1. Double or Triple Contractions
In informal circumstances, we like to condense two words into one. I’m doing it right now, even. But this solution doesn’t last. Sooner or later we’re mumbling like a crazy person, or fish, wide-eyed for no other reason than because a fish has no eyelids. It’s only logical that contracted words simply aren’t contracted enough. So instead of merging two words into one, try three, four, or six!
“You shouldn’t’ve scared the cat!”
“Was it scared, or just startled?”
“Well, in any case, ’twould’nt’ve’(nt)2 been either if you’dn’t been so careless!”
“Touche, father. Touche.”

2. Verb Nouns!
That’s a command, not a new type of noun - though it may as well be. Like contracting words, we also do this from time to time. Sometimes consciously: "I have not tried googling this blog," or "I really like Matt’s advice. I’ll Facebook a link to it." And other times more naturally: "I’ve been reading Matt’s blog for far too long, and my house still needs painting. Meh, I’ll text Bobette to do it." But there are so many more situations where nouns can verb – like that one there for instance.
See how much more better language can be? Experiment freely with verbs and nouns. Verb away, I say! In no time the two will be one and the same.

3. Advocate non-existent past tense verbs
This one’s easy. Unfortunately it’s also the least productive method by which to, of course, shed some of that lifelong burden we call coherent speaking. But beggars can’t be choosers, am I right? Anyway, this final solution involves taking past tense verbs that aren’t verbs but should be, and using them excessively.
“As I clumb the mountain, I stopped to eat my microwove steak pie. It was raining, but it’s not as if I mound. What I did mind were the bits of fat, which adhore to my horrendous beard. If only I’d shove this morning.”

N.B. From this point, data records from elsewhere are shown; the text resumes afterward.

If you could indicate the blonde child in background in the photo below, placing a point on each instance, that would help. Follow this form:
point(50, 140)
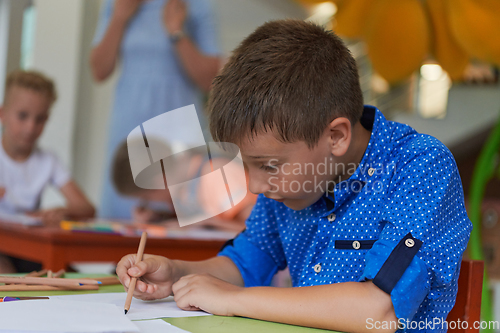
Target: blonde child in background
point(25, 169)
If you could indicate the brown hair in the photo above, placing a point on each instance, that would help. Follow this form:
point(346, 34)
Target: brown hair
point(32, 80)
point(290, 77)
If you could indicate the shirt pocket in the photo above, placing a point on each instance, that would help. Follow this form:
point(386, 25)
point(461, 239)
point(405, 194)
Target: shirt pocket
point(352, 244)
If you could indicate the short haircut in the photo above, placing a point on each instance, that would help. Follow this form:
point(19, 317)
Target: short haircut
point(32, 80)
point(290, 77)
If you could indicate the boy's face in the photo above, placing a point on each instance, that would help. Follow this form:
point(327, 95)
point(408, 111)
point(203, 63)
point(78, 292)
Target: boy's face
point(292, 173)
point(23, 117)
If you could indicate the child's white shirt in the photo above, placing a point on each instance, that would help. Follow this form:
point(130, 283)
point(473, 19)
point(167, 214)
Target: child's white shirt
point(25, 181)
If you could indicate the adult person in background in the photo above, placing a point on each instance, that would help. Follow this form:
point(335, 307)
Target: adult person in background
point(169, 57)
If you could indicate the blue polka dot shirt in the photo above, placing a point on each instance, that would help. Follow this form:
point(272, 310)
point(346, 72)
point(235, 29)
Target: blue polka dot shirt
point(399, 221)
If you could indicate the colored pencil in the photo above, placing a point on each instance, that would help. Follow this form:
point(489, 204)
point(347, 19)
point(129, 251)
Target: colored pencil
point(107, 280)
point(133, 281)
point(24, 287)
point(59, 273)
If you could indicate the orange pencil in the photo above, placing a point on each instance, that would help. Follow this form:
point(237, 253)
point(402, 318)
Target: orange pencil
point(133, 281)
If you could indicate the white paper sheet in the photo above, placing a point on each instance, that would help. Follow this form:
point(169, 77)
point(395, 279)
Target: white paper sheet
point(63, 316)
point(165, 308)
point(157, 326)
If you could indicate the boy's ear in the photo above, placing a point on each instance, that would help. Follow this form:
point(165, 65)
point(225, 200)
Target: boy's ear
point(340, 134)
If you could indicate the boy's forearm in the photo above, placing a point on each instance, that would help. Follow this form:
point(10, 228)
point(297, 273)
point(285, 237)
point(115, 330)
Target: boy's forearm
point(221, 267)
point(350, 307)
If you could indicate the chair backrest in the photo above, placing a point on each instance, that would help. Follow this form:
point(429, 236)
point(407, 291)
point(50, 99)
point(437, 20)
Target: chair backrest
point(468, 304)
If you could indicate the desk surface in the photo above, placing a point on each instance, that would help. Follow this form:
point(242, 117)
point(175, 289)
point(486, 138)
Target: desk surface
point(56, 248)
point(204, 324)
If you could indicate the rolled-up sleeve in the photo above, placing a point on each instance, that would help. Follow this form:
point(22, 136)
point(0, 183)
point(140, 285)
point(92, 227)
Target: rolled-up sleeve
point(424, 232)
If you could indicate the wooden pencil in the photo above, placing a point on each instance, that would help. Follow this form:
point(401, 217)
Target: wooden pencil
point(24, 287)
point(56, 282)
point(133, 281)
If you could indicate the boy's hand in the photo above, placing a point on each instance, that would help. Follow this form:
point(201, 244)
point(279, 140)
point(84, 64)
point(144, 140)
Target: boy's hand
point(205, 292)
point(154, 273)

By way of these amazing non-verbs becoming verbs, we can do away with entire letters and syllables! English is wreck—err, our lives can finally flourish!

These are trying times, my friends. We have to stick together; and to do that, communication is key. Fish can’t survive on land, yet it’s this treacherous terrain upon which we’re cursed to dwell. Language may totes be a means to an end, but your lives are priceless. So please, take my advice, and live.

2 comments:

  1. With every post on this blog, my faith in humanity is restored.